Wi-Fi network owners could end up paying a heavy price for being lazy about passwords. Researchers in the UK have created a new virus in the lab that they say can attack weak points in Wi-Fi, moving through them like the flu.
The virus, dubbed “Chameleon,” sounds like something James Bond would have to battle, but researchers at the University of Liverpool had noble reasons for creating it. A team from the university’s School of Electrical Engineering, Electronics and Computer Science led by network security professor Alan Marshall wants to stay one step ahead of would-be network hijackers.
Details about Chameleon are sparse, but essentially the virus works by attacking Wi-Fi network points where a router’s administrative password has not been changed, the BBC’s Dave Lee reported. This password is different from the one you’d use to access the network at a friend’s house or coffee shop — it’s also often left unchanged.
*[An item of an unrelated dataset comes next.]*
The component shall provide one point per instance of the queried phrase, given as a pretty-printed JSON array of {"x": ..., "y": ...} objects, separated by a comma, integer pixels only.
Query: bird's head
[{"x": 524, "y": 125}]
Marshall and his team got Chameleon to automatically seek out other unprotected Wi-Fi access points in a controlled lab setting, spreading through networks like a common cold going around an elementary school. They published their findings in the EURASIP Journal on Information Security (full article).
Chameleon is unique enough to go undetected by current virus detection systems — but hopefully not for long. I’m optimistic there will be ways to protect against it. In the meantime, Wi-Fi networks at home and in small businesses tend to be most vulnerable. So change that admin password. Do it now.